Dopo la ricostruzione del percorso biografico di Irene Kriwcenko - affidato alle letture di Jessica Tonelli, Lorenzo Quaranta e Susanna Berti, corredate da un ricco supporto documentario e iconografico (gentilmente messo a disposizione da Elena Gramaccioni, figlia di Irene Kriwcenko) – la parola passerà alle due relatrici.

A Grazia Battistoni spetterà il racconto dell’incontro con Irene e della sua preziosa testimonianza, esemplare intreccio di memoria individuale e storia collettiva.

Anna Paola Moretti inquadrerà la deportazione all'interno della guerra totale e parlerà delle “diverse deportazioni”, dei vari tipi di lager nazisti e delle deportazioni dall'Italia.

Un’attenzione speciale sarà dedicata all’importanza delle memorie delle sopravvissute per comprendere la deportazione femminile, le strategie di sopravvivenza e il trauma del ritorno alla quotidianità e alla “normalità”.

Concluderà la serata un omaggio musicale alla memoria della Shoah del violoncellista Vladimir Zubinski.

Un’altra buona occasione per non dimenticare.

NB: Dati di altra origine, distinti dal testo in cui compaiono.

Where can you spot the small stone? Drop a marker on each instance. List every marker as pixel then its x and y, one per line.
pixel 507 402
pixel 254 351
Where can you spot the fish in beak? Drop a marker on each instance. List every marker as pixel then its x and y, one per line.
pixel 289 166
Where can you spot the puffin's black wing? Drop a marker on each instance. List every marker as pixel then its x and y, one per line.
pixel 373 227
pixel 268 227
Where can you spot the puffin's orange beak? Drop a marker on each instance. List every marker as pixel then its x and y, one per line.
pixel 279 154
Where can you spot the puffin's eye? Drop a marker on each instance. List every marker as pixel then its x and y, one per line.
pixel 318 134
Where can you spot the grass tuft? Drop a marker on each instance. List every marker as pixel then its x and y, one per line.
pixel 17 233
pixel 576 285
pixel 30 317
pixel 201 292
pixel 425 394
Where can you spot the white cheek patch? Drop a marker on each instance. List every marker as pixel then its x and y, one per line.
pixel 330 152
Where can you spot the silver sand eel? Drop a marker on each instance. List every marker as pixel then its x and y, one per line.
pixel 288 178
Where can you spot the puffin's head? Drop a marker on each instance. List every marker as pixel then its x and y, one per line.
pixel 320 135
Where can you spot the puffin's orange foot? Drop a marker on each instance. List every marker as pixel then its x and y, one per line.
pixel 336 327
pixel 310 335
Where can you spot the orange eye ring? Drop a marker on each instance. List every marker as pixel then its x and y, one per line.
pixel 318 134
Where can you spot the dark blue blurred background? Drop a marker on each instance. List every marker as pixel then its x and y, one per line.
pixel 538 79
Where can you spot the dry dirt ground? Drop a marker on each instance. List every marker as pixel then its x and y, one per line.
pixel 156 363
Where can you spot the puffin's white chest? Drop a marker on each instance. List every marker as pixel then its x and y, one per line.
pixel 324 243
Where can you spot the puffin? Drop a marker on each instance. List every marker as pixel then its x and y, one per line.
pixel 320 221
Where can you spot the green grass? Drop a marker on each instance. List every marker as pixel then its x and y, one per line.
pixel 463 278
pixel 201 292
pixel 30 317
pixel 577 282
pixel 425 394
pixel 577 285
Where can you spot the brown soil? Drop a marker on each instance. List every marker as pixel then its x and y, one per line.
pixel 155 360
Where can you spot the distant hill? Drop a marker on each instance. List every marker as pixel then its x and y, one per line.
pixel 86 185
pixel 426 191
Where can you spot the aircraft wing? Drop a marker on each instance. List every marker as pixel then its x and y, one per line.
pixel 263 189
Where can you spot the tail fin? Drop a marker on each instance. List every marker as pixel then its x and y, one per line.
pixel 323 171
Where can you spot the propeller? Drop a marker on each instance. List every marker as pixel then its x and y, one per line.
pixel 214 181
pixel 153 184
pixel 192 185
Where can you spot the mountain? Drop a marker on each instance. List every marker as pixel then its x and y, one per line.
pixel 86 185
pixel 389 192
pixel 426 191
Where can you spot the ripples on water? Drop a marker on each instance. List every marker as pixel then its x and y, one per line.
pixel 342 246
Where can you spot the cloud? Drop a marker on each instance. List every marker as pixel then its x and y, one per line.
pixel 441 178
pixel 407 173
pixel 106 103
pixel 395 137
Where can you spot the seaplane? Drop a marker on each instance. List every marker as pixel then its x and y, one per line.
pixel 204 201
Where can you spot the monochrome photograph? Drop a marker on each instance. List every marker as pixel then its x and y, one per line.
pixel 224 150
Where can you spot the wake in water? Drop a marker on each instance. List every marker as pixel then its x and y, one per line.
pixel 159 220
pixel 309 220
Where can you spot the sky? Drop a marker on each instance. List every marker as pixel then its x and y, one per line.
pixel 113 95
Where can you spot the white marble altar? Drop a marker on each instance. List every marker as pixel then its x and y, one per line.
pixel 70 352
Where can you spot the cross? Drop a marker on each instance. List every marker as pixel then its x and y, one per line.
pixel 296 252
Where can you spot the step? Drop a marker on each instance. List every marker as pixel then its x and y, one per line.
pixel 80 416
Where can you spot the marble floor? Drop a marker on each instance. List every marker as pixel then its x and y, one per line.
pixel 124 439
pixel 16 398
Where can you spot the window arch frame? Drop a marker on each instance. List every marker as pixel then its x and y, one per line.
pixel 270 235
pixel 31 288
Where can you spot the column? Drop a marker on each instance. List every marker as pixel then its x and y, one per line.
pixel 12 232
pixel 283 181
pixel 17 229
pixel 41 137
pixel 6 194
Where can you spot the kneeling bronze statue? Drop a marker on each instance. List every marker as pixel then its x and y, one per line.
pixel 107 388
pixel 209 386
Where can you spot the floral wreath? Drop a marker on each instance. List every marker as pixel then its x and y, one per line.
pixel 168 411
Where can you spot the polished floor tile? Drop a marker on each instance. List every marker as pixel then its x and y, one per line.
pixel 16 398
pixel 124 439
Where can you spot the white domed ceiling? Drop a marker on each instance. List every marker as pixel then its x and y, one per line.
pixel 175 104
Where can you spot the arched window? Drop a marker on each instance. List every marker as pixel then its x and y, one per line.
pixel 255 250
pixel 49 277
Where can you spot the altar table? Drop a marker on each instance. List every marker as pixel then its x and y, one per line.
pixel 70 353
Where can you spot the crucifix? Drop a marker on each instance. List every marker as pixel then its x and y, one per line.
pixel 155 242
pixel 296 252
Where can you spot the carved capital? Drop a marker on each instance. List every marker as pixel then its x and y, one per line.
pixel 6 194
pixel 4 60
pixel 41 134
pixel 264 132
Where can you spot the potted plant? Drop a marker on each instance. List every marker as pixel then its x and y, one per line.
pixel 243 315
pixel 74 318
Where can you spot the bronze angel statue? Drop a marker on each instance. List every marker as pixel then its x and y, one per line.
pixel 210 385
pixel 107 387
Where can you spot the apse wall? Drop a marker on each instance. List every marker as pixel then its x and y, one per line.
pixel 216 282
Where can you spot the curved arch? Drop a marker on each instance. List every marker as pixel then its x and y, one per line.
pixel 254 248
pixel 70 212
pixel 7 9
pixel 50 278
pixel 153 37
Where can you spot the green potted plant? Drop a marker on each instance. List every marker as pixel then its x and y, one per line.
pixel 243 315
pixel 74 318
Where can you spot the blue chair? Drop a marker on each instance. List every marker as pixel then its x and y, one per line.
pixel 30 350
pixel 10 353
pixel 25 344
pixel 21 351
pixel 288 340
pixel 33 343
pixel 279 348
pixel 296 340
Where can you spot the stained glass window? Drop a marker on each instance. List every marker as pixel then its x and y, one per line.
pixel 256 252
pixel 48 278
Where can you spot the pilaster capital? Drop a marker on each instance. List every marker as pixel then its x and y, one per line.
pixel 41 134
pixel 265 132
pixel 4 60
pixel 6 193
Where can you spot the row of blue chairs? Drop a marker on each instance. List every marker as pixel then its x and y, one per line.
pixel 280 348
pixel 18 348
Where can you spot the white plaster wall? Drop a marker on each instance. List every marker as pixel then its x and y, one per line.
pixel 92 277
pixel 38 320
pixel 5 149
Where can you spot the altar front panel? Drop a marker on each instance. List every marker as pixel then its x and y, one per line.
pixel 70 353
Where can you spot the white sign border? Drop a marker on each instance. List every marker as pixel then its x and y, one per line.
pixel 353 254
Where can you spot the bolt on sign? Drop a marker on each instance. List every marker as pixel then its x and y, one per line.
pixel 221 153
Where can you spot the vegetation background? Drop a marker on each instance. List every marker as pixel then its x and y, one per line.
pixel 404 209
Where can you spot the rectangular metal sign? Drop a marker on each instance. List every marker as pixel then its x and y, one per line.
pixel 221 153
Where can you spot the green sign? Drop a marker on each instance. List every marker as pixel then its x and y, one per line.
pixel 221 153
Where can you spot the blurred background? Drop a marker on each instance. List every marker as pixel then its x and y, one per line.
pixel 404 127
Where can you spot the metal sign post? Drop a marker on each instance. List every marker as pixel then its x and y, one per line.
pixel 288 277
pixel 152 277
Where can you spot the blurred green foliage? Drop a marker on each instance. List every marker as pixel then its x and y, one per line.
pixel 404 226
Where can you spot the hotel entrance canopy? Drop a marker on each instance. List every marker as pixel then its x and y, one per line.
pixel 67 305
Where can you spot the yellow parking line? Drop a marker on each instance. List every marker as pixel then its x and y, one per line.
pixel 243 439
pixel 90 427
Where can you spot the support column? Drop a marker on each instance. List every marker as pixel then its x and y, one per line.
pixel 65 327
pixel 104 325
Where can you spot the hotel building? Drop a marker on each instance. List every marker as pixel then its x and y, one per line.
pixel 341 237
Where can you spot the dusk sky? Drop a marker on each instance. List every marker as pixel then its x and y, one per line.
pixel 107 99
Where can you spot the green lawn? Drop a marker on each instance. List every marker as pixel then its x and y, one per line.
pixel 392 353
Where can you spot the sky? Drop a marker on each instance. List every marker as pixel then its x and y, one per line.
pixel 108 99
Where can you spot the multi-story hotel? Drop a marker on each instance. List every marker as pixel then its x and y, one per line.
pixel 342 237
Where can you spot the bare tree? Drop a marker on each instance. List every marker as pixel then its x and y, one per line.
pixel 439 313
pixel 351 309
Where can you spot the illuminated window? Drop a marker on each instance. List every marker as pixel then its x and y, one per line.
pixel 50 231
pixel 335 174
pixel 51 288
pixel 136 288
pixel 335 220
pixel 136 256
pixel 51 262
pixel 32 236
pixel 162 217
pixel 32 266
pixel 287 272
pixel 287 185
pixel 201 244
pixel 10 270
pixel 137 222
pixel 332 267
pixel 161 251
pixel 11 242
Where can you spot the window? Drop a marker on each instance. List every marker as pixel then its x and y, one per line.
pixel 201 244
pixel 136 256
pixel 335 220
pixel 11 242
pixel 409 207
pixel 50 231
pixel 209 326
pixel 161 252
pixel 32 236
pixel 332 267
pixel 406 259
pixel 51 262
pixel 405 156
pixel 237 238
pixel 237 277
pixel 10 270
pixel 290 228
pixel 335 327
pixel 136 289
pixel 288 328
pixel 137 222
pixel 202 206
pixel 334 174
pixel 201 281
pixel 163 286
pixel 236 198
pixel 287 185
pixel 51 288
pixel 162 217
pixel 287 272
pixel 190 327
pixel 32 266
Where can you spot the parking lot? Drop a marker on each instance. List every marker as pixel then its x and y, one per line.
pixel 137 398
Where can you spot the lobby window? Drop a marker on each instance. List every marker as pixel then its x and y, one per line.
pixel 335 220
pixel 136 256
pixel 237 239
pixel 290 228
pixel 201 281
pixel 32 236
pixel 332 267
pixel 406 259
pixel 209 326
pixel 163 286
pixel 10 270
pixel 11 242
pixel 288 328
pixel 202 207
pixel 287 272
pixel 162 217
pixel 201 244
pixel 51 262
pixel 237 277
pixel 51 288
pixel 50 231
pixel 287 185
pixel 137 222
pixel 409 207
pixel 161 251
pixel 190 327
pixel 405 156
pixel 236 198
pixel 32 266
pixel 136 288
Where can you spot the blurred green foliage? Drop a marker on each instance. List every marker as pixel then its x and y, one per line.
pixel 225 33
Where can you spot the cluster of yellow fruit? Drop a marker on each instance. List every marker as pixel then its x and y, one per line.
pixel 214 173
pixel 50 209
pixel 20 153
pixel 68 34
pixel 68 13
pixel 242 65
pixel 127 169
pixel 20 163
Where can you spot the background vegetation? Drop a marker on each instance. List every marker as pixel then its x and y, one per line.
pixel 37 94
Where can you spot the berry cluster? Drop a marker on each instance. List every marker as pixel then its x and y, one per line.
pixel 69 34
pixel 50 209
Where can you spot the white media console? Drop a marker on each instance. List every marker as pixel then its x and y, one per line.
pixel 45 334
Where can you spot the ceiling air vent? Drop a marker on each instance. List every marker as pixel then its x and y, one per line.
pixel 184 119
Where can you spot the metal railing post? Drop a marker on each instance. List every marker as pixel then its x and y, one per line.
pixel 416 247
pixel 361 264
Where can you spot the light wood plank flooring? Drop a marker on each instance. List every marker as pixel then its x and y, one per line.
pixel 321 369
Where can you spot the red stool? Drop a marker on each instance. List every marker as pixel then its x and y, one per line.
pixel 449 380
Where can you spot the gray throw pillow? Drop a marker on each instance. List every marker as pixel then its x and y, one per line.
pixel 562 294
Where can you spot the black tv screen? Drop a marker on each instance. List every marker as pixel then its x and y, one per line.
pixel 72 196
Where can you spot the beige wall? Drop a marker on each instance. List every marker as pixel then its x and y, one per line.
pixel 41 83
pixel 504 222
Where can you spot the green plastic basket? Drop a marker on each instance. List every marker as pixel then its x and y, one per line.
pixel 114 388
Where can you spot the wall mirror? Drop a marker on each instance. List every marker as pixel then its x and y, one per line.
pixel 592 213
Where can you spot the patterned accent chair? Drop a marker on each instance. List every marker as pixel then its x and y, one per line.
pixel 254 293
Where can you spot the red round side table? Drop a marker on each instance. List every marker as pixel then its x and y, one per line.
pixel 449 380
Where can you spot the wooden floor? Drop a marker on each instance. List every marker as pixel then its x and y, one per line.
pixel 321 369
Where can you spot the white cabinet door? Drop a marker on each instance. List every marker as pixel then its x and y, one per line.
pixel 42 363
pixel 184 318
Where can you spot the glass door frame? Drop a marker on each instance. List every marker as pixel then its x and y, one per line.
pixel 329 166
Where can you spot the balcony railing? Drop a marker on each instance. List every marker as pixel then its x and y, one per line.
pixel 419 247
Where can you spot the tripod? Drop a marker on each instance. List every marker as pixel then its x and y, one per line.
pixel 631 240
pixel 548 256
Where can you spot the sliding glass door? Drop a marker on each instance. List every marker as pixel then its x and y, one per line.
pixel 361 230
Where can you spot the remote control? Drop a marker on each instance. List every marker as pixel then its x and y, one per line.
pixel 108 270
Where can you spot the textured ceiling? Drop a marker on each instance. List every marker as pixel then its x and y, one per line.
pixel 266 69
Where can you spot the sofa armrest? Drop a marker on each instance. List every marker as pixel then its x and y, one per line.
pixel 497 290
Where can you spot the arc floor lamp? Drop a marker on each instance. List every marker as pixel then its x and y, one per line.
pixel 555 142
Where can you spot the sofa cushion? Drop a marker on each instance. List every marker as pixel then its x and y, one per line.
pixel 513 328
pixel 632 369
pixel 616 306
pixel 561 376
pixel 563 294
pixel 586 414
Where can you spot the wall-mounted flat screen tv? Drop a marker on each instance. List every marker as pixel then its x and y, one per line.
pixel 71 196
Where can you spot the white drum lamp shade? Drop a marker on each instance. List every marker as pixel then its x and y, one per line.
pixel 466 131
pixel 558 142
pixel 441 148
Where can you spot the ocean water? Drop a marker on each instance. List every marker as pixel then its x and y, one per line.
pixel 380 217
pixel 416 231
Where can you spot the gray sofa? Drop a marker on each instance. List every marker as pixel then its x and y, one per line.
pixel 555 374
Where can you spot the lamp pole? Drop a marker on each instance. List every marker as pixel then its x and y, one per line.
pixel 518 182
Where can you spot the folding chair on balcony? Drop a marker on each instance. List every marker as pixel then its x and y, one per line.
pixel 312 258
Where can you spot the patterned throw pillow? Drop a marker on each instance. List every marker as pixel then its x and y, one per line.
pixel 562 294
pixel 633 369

La rassegna di incontri La strada per Pesaro. Pesaresi d’adozione, ideata e diretta da Lucia Ferrati, è dedicata ai “forestieri” di ieri e di oggi: donne e uomini “venuti da fuori” e che per scelta o per destino, per breve o lungo tempo, sono diventati cittadini di Pesaro.  Intellettuali, poeti e scrittori come Bernardo e Torquato Tasso, Giovan Battista Passeri, Giuseppe Picciola, Clarice Tartufari, Dino Garrone, Nino Pedretti, Enzio Cetrangolo, Roberto Dionigi, attori come Annibale e Ave Ninchi, partigiani come Lea e Sparta Trivella, politici come Ernesto Nathan e Marcello Stefanini, nobili e nobildonne come Lucrezia Borgia, Giulio Perticari e Costanza Monti, musicisti come Carlo Pedrotti, Pietro Mascagni, Riccardo Zandonai, Amilcare Zanella, Mario Del Monaco e Luciano Pavarotti, regnanti come Carolina di Brunswick, artisti come i pittori di Villa Imperiale (Raffaellino del Colle, Dosso e Battista Dossi, Agnolo Bronzino, Francesco Menzocchi), o quelli convenuti alla scuola di Giannandrea Lazzarini, e ancora Federico Barocci, Nino Caffè e lo scultore Loreno Sguanci, tipografi come Annesio Nobili, botanici e naturalisti come Aldo J. B. Brilli-Cattarini, sportivi come Riccardo Brusi, religiosi come Giuseppe Bocci, Gianfranco Chiti o Serafina Sforza, testimoni della deportazione nazista come Irene Kriwcenko, ceramisti come Filippo Antonio Calegari, architetti come Filippo Terzi e Luciano Laurana, medici come Cesare Lombroso, per citarne solo alcuni.

Ma anche giornalisti, prefetti e questori e i tanti maestri e professori che hanno cresciuto intere generazioni di pesaresi.

Personalità complesse e carismatiche che hanno lasciato una forte impronta del loro pensiero e della loro opera. E una visione nuova, affascinante e inedita della nostra città.

Letture, materiali iconografici, interventi critici, testimonianze, mostre, spettacoli e performance, contribuiranno, in ogni appuntamento, a raccontare le loro storie.

Con il patrocinio di Provincia di Pesaro e Urbino, Comune di Pesaro (Presidenza del Consiglio, Assessorati alla Bellezza e alla Crescita), Ufficio Scolastico Regionale per le Marche (Ufficio VI – Ambito territoriale della Provincia di Pesaro Urbino) e Fondazione Cassa di Risparmio di Pesaro

L’incontro è ad ingresso gratuito fino ad esaurimento posti.